安邦 張 picture 安邦 張 · Oct 4, 2012 · Viewed 16.6k times · Source

I have install OpenSUSE. I want to install apt-get on OpenSESU. Than I search on Google, but the result is useless.

Can anyone tell me how to install apt-get on OpenSUSE?

I'm not saying YaST is bad. However I like Ubuntu-Softwere-Center better.

Answer

hsanders picture hsanders · Oct 4, 2012

You can always build the Debian packaging system (dpkg/apt) from source... http://packages.debian.org/stable/admin/apt-src That would be the most straight forward answer to what you're asking. But I would be doing you a huge disservice by not telling you why you shouldn't do that, so I'll do that for you as well. SUSE is built around RPMs and while I like dpkg better than RPM, I would never try to convert an RPM based distro to a debian based distro because they're architected differently.

For starters, SUSE uses a separate and completely different init system, Ubuntu uses Upstart and SUSE uses the old BSD-style init. SUSE stores its libraries in different places and names them differently, that means you'd need to have a different set of libraries to support all of the Ubuntu software you'd install through apt or the software center. Next, there's the fact that apt on ubuntu is designed as a comprehensive package manager, it's meant to manage everything, kernel updates, the boot loader, system configurations... The configuration files will not all be organized the same way between the two distros and so you'll end up with problems for that reason as well.
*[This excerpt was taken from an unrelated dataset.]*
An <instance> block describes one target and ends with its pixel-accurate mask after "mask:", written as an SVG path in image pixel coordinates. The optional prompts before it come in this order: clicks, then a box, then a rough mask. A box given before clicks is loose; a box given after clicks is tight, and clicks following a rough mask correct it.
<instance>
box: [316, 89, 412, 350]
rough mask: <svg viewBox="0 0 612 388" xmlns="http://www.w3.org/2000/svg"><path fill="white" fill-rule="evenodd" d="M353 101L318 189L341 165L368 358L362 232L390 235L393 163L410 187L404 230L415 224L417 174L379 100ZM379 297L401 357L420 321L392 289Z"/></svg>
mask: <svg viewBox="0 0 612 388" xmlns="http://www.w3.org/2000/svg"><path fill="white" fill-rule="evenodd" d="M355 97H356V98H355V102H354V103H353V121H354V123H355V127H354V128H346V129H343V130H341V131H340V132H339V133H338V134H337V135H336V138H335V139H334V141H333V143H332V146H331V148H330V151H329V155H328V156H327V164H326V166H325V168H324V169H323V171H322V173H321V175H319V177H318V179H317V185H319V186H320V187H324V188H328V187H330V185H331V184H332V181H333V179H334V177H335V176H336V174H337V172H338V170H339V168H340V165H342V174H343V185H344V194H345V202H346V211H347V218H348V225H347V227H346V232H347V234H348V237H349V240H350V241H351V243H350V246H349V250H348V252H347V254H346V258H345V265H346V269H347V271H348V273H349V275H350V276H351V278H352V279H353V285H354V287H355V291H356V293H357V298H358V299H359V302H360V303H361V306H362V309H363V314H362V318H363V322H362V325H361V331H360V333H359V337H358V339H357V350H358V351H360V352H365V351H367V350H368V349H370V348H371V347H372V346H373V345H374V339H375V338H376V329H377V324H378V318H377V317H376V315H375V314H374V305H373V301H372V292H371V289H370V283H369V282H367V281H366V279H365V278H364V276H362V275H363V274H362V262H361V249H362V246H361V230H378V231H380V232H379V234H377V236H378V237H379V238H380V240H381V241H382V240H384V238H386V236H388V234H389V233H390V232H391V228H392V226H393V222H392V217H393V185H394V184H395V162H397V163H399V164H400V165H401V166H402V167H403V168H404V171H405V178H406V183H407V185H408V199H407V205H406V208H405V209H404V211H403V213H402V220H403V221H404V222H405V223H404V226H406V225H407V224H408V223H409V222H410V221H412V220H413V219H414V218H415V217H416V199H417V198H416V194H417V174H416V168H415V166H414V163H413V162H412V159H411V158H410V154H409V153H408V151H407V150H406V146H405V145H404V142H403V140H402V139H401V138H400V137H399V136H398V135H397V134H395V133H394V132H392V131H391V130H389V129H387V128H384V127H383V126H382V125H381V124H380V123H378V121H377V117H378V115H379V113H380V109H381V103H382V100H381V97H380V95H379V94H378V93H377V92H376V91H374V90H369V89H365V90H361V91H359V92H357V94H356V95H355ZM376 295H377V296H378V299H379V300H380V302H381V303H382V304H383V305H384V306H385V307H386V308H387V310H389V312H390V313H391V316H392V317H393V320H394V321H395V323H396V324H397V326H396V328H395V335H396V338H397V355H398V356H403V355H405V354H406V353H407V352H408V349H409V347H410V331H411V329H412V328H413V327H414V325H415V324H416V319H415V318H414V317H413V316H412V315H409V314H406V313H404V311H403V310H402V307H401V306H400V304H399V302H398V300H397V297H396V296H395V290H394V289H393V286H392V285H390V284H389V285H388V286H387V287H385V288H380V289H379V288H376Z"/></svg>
Sure with enough effort (I'm talking weeks and weeks of converting the distro) you'll eventually make it work, albeit very poorly. If you want to use the Ubuntu software center, just install Ubuntu. You'll never be able to make a package manager from another distro a drop in replacement without a separate set of repositories for packages, that by the way you will have to manage and update from the upstream.